Поделки будут в моих кошмарах до конца жизни после этого лета.

– Войдите, – крикнул Бен.

Я уже открывала дверь.

– Финикс? – он был удивлен. – Разве ты не ведешь сейчас «Бревна Линкольна»?

– Потому я и здесь, – я стала расхаживать перед его столом. – Я не могу больше.

Бен отклонился в кресле и убрал руки за голову, словно расслаблялся. Хоть кто–то.

– Что не можешь?

– Вести дурацкие кружки поделок. Каждый день.

Если Бен удивился моим словам, то не показал этого. Он медленно повернулся.

– Я думал, тебе нравилось.

Мои глаза стали как блюдца.

– Кто это сказал? Или вы приняли меня за мазохиста?

Бен не ответил, покружился еще в кресле.

– Я так понимаю, ты рассказываешь мне об этом, чтобы я что–то с этим сделал?

Я вытерла руки о футболку. Я так злилась, что руки вспотели. Гадко.

– Да, но, если вы не можете, скажите сразу, чтобы я знала, что хоть пыталась.

Бен улыбнулся столу.

– Не потерпишь еще две недели?

Я вздохнула. Оставалось лишь две недели лета.

– Так мне творить дурацкие поделки до конца лета? Если уволите, я не буду переживать.

– Ты дала повод тебя уволить? – Бен сцепил ладони перед собой. – Потому что нынче нужна хорошая причина для увольнения. Иначе будут проблемы с законом.

Я думала об этом. Но не долго. Я сделала достаточно, чтобы меня уволили. Я только что бросила кружок.

– Выбирайте. Если есть способ сделать это сразу, у меня есть шансы.

Бен скривился.

– Так мы учимся. Мы не можем сразу сделать все правильно.

– Так вы снимете меня с поделок? – я остановилась перед его столом, не могла прочесть его лицо. Он мог испытывать нирвану, но мог и злиться. С Беном было сложно понять. – Или уволите меня?

Бен улыбнулся беспорядку на столе.

– Ты выражала свое недовольство Кэлламу?

Многие в лагере знали, что мы с Кэлламом были вместе. Не из–за того, что мы открыли это, а потому что Этан не мог молчать, скотча надолго не хватило. Бен знал о нас, потому что Кэллам сказал ему. Он не хотел, чтобы Бен думал, что мы делали это за его спиной.

– Да, каждый день, – ответила я. Кэллам терпел мои жалобы и скуление.

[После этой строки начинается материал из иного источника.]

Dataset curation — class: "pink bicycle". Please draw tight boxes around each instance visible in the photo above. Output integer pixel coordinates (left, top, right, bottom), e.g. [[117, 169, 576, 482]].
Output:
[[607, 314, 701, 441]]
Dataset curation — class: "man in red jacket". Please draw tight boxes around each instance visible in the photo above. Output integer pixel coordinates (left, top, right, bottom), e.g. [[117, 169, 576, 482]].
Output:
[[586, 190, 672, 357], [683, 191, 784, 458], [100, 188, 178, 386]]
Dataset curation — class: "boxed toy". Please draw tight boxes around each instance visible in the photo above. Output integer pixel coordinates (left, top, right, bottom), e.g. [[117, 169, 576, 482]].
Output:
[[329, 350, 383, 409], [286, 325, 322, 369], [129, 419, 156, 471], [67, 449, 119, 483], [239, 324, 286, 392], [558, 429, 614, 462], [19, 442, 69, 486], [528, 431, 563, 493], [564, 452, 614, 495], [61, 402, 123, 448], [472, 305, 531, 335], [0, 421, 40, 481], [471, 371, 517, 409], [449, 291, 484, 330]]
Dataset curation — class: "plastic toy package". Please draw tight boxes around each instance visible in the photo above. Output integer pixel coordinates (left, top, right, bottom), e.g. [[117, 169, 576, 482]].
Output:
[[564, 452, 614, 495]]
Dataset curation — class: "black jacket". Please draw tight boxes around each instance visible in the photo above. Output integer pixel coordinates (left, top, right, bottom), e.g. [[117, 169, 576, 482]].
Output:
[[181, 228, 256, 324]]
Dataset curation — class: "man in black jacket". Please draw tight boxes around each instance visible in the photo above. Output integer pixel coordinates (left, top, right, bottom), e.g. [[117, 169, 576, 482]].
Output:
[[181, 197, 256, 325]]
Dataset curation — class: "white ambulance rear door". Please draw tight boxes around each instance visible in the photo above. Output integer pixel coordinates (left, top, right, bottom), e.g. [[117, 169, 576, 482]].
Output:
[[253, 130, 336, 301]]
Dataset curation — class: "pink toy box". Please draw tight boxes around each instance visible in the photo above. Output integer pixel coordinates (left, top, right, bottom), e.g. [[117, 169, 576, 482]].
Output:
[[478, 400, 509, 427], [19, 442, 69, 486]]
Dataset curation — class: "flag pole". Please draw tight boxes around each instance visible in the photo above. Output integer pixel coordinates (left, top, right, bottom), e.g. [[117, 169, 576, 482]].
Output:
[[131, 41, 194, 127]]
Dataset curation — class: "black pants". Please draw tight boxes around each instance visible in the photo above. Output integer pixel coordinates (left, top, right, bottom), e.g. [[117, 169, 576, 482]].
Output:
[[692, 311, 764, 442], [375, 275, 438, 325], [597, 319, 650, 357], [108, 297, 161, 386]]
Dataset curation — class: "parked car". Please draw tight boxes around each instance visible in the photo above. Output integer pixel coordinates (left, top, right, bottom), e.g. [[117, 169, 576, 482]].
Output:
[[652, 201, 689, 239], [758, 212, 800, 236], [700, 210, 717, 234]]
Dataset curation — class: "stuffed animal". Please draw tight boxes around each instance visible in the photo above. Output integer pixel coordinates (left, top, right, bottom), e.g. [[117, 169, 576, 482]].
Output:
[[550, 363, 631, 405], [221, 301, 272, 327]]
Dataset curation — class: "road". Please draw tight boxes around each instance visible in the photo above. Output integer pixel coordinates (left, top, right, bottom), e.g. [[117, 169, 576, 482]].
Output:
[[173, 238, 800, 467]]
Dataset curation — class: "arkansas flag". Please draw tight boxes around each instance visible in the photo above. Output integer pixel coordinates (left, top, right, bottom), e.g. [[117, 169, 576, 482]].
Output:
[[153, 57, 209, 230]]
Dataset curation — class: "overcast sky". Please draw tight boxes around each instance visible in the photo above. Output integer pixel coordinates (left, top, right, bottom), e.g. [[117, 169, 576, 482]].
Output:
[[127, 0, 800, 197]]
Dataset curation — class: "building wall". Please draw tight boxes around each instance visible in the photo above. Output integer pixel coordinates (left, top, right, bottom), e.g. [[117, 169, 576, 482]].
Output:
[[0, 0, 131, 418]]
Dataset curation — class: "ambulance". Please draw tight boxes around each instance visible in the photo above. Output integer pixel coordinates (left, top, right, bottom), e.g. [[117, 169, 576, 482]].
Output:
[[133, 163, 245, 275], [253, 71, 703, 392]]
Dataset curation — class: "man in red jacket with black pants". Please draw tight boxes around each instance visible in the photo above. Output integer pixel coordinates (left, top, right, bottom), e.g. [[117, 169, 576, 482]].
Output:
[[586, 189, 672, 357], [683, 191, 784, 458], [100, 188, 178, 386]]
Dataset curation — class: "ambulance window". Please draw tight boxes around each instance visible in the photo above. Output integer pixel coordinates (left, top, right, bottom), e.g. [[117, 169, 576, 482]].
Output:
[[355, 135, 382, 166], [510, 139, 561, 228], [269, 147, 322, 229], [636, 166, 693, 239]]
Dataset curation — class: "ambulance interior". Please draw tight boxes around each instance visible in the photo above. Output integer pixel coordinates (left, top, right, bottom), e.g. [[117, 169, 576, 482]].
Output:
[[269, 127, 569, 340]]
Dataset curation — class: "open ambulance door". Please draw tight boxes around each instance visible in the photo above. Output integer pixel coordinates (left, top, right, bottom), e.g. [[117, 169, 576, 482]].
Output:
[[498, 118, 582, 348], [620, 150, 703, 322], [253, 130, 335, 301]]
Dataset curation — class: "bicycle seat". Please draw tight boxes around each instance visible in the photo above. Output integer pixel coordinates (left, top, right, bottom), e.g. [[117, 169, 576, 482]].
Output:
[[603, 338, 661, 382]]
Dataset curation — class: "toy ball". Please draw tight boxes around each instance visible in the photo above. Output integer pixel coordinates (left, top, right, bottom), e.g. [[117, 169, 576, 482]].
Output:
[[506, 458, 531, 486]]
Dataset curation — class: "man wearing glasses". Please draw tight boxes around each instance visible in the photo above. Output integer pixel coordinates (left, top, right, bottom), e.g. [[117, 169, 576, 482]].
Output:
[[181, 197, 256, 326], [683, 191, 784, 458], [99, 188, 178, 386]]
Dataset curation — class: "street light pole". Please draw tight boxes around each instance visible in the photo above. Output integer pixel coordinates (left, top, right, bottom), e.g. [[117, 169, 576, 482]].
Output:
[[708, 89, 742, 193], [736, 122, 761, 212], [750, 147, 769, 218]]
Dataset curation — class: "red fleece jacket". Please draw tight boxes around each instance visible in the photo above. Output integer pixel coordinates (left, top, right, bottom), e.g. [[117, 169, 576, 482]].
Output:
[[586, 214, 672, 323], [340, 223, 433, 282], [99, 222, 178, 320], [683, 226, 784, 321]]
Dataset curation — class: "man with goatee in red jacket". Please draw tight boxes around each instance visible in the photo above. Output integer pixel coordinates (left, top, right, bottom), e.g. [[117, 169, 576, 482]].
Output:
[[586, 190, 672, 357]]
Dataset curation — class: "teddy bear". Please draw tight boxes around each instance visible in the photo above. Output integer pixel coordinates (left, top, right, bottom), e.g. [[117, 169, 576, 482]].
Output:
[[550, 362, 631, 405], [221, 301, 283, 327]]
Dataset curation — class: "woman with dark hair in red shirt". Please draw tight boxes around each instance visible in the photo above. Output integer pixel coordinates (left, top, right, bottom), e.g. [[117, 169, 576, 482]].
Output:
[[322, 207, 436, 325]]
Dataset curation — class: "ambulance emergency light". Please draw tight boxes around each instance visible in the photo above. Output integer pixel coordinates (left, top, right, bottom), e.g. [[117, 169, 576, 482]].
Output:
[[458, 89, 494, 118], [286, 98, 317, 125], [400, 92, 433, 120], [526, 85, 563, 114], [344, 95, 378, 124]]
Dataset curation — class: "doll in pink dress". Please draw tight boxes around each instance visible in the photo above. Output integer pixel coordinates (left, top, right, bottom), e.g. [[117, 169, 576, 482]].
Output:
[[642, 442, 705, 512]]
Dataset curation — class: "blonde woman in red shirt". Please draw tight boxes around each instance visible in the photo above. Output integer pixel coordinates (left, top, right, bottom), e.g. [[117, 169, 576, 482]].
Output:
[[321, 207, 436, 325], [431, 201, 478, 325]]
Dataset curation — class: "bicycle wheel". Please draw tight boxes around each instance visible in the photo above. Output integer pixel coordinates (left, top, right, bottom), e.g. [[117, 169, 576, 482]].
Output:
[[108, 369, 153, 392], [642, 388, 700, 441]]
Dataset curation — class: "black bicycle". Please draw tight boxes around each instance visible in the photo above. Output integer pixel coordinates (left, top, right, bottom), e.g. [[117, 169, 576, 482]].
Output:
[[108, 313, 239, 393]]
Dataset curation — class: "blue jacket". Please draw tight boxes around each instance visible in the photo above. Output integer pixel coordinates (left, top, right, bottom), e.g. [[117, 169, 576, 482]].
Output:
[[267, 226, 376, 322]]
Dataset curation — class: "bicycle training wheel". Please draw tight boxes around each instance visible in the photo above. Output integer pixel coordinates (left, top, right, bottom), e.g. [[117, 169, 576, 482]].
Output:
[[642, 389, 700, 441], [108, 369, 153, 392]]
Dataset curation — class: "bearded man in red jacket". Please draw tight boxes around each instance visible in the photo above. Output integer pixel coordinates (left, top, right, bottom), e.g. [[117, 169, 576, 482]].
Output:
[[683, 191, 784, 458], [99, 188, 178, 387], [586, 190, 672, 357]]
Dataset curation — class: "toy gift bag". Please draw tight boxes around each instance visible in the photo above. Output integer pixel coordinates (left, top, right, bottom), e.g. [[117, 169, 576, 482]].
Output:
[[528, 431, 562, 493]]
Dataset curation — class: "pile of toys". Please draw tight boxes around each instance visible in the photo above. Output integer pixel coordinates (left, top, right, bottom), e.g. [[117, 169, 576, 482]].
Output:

И улыбка Бена увяла, он нахмурился.

– Что? – я подошла ближе. – Что такое?

– Я ценю то, что ты сообщила это, ведь я хочу знать, когда мои работники несчастны, но, боюсь, ты пошла не туда, если надеешься, чтобы тебе изменили расписание, – Бен посмотрел на меня, увидел вопрос на моем лице. – Не я делаю расписание вожатых, – я не дышала, уже знала ответ раньше, чем он его произнес. – А Кэллам.